Dopo aver visto Il caso Spotlight mi sono ricordata perché vorrei fare la giornalista: mi piacerebbe raccontare storie che portano le persone a riflettere su quello che le circonda, raccontare quello che c’è di marcio perché è giusto capire che non viviamo in un mondo di favole. Poi ho pensato a quali grandi inchieste sono state scritte negli ultimi anni qui in Italia, ma niente. A parte omicidi, scandali e varie buffonate di politici, sembra non sia successo nulla di eclatante in questo paese… nel film si dice che a volte per rendersi conto di qualcosa che non va “Ci vuole un outsider”. Per cui in attesa che arrivi qualcuno a farci aprire gli occhi limitiamoci alla recensione del film.

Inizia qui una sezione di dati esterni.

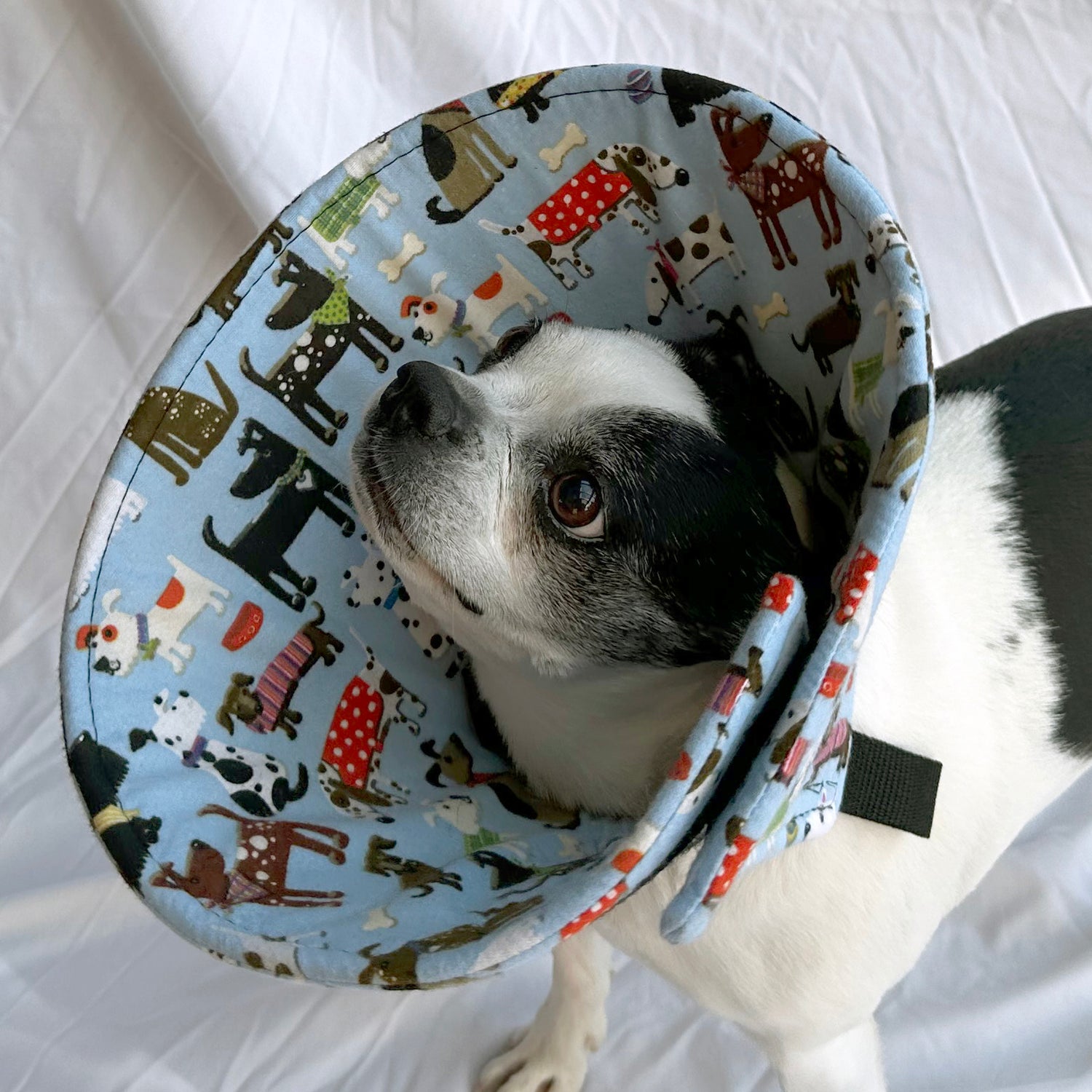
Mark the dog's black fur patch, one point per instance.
(696, 524)
(1043, 375)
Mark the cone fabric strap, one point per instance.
(889, 786)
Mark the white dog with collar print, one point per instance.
(582, 657)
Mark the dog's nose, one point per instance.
(421, 397)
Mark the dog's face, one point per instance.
(114, 644)
(578, 500)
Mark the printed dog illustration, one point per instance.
(886, 234)
(620, 178)
(793, 430)
(461, 157)
(277, 956)
(122, 640)
(910, 426)
(347, 205)
(524, 94)
(373, 703)
(838, 327)
(397, 970)
(269, 705)
(436, 316)
(225, 297)
(261, 865)
(679, 262)
(456, 764)
(170, 424)
(793, 175)
(257, 783)
(864, 376)
(412, 874)
(373, 581)
(100, 771)
(301, 487)
(336, 323)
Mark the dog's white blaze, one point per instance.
(810, 941)
(580, 371)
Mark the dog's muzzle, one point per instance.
(422, 400)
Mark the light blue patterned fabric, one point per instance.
(272, 742)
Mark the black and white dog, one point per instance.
(596, 518)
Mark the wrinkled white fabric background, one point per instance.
(141, 146)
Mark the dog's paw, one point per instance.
(542, 1059)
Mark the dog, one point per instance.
(524, 94)
(397, 970)
(336, 321)
(686, 90)
(411, 874)
(127, 836)
(456, 764)
(681, 260)
(257, 783)
(598, 548)
(795, 174)
(886, 234)
(269, 705)
(122, 640)
(620, 179)
(373, 703)
(299, 487)
(360, 191)
(373, 581)
(436, 314)
(261, 865)
(836, 328)
(170, 424)
(225, 298)
(462, 157)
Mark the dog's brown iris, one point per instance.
(574, 499)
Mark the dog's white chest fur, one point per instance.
(957, 668)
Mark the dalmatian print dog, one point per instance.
(373, 581)
(678, 262)
(258, 783)
(373, 703)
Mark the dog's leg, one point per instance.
(849, 1063)
(553, 1052)
(336, 417)
(181, 475)
(327, 507)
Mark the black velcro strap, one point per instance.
(889, 786)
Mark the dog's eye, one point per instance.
(515, 339)
(574, 502)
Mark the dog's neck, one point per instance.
(602, 740)
(605, 738)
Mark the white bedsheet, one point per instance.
(141, 144)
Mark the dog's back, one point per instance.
(1043, 375)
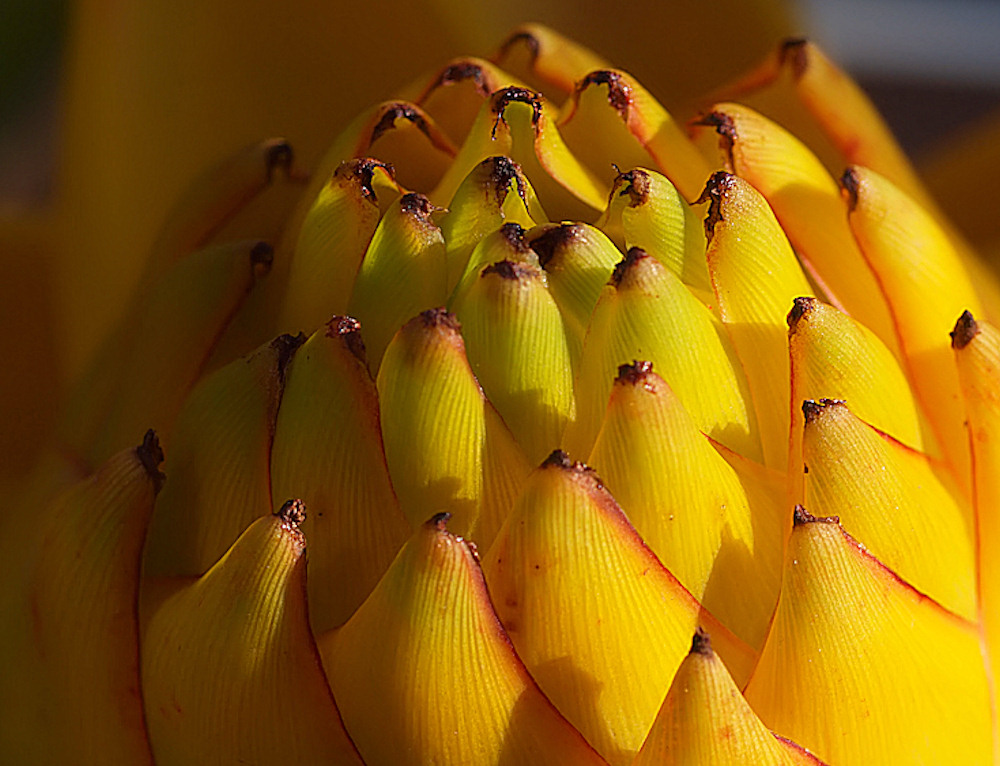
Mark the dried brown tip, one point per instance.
(362, 172)
(286, 346)
(801, 516)
(505, 96)
(716, 188)
(619, 91)
(348, 331)
(150, 454)
(503, 170)
(800, 307)
(636, 183)
(850, 182)
(440, 317)
(439, 521)
(459, 71)
(292, 512)
(278, 156)
(794, 52)
(701, 643)
(397, 110)
(965, 330)
(725, 127)
(634, 373)
(632, 257)
(553, 239)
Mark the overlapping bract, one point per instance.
(713, 376)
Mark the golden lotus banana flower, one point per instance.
(553, 428)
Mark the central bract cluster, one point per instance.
(654, 488)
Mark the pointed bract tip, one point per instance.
(417, 205)
(800, 307)
(634, 373)
(794, 51)
(292, 512)
(398, 110)
(701, 643)
(553, 239)
(261, 258)
(278, 156)
(348, 331)
(965, 330)
(150, 454)
(800, 517)
(619, 91)
(850, 182)
(632, 257)
(438, 522)
(637, 184)
(716, 188)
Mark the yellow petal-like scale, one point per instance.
(606, 661)
(495, 192)
(446, 446)
(927, 286)
(807, 203)
(517, 346)
(977, 355)
(230, 668)
(705, 720)
(755, 276)
(688, 503)
(328, 452)
(861, 668)
(218, 463)
(331, 242)
(646, 312)
(650, 213)
(423, 672)
(86, 585)
(403, 272)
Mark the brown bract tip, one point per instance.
(632, 257)
(716, 188)
(724, 126)
(362, 172)
(397, 110)
(261, 258)
(459, 71)
(440, 317)
(851, 184)
(965, 330)
(553, 239)
(801, 516)
(439, 521)
(292, 512)
(701, 643)
(150, 454)
(635, 373)
(348, 331)
(794, 52)
(502, 171)
(506, 96)
(636, 183)
(800, 307)
(417, 205)
(619, 91)
(286, 345)
(278, 156)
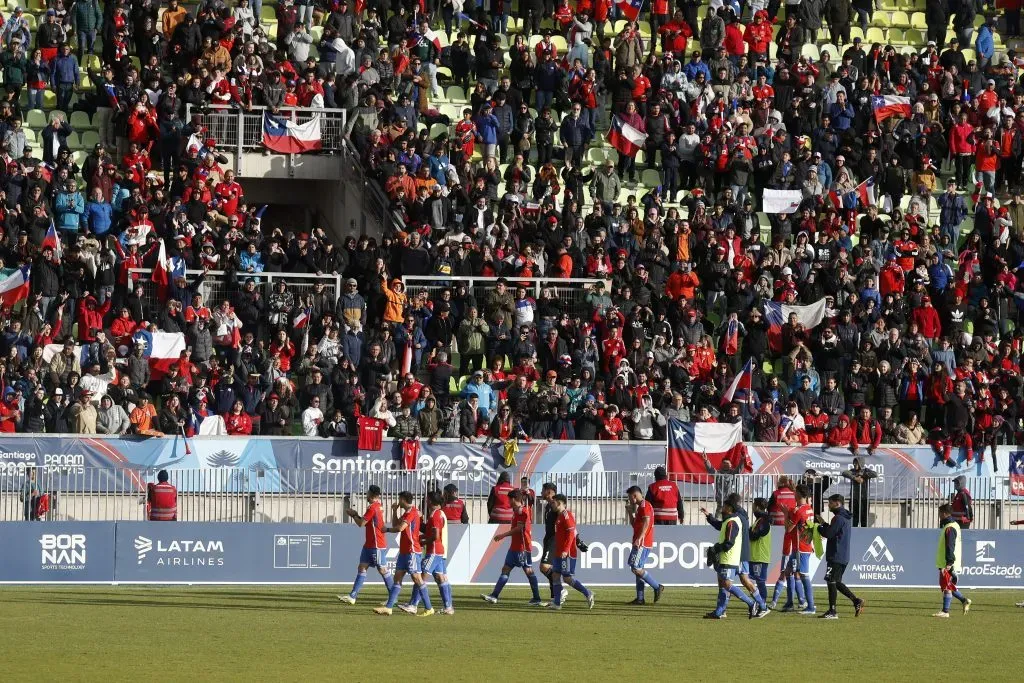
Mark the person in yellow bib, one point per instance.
(948, 558)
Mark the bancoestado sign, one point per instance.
(253, 553)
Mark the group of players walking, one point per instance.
(740, 557)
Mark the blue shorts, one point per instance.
(564, 565)
(759, 570)
(638, 557)
(372, 557)
(410, 562)
(516, 558)
(433, 564)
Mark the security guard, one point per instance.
(727, 554)
(162, 499)
(948, 557)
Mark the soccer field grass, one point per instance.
(294, 633)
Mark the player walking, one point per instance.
(565, 554)
(372, 554)
(519, 553)
(406, 522)
(948, 558)
(641, 514)
(435, 542)
(727, 553)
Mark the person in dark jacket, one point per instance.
(838, 532)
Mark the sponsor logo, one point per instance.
(986, 564)
(179, 553)
(878, 563)
(615, 555)
(62, 552)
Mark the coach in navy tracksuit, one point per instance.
(838, 531)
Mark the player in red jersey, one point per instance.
(406, 522)
(565, 554)
(641, 514)
(372, 554)
(800, 560)
(434, 545)
(520, 551)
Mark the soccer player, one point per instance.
(565, 554)
(744, 558)
(372, 554)
(519, 551)
(641, 514)
(838, 531)
(406, 522)
(728, 552)
(800, 561)
(435, 542)
(948, 559)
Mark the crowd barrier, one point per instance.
(194, 553)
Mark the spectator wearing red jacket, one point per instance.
(866, 431)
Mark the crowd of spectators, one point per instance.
(921, 340)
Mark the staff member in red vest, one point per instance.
(499, 505)
(162, 499)
(664, 497)
(455, 508)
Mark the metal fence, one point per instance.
(570, 292)
(307, 496)
(220, 285)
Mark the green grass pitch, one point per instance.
(285, 634)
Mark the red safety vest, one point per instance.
(163, 499)
(502, 513)
(453, 511)
(665, 500)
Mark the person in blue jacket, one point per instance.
(838, 532)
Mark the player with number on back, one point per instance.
(406, 522)
(434, 544)
(641, 514)
(519, 551)
(565, 554)
(372, 554)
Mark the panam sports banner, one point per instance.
(317, 465)
(269, 553)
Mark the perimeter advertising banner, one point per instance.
(221, 553)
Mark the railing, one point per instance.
(570, 292)
(220, 285)
(308, 496)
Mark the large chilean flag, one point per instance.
(689, 441)
(288, 137)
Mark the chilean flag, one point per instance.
(630, 8)
(690, 441)
(52, 241)
(288, 137)
(887, 107)
(778, 314)
(163, 349)
(740, 381)
(627, 139)
(14, 288)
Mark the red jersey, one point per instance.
(801, 516)
(409, 540)
(565, 534)
(644, 514)
(374, 519)
(453, 511)
(522, 541)
(664, 497)
(371, 433)
(436, 522)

Bello. Non mi sorprende che abbia vinto l’Oscar come miglior film e un altro come miglior sceneggiatura non originale. Del resto anche la nostra redazione lo dava per vincitore. A renderlo tale sicuramente le performance degli attori: Michael Keaton, Mark Ruffalo, Rachel McAdams e Brian d’Arcy James nei ruoli dei giornalisti investigativi che compongono il team Spotlight. Tutti molto intensi, concentrati e arrabbiati. Si riesce facilmente ad immedesimarsi e ad avvertire quanto fosse importante per questi giornalisti scoprire la verità. Accanto a loro anche Liev Schreiber, nei panni del neo direttore che spinge il team ad indagare sui fatti, e Stanley Tucci in quelli dell’avvocato difensore delle vittime.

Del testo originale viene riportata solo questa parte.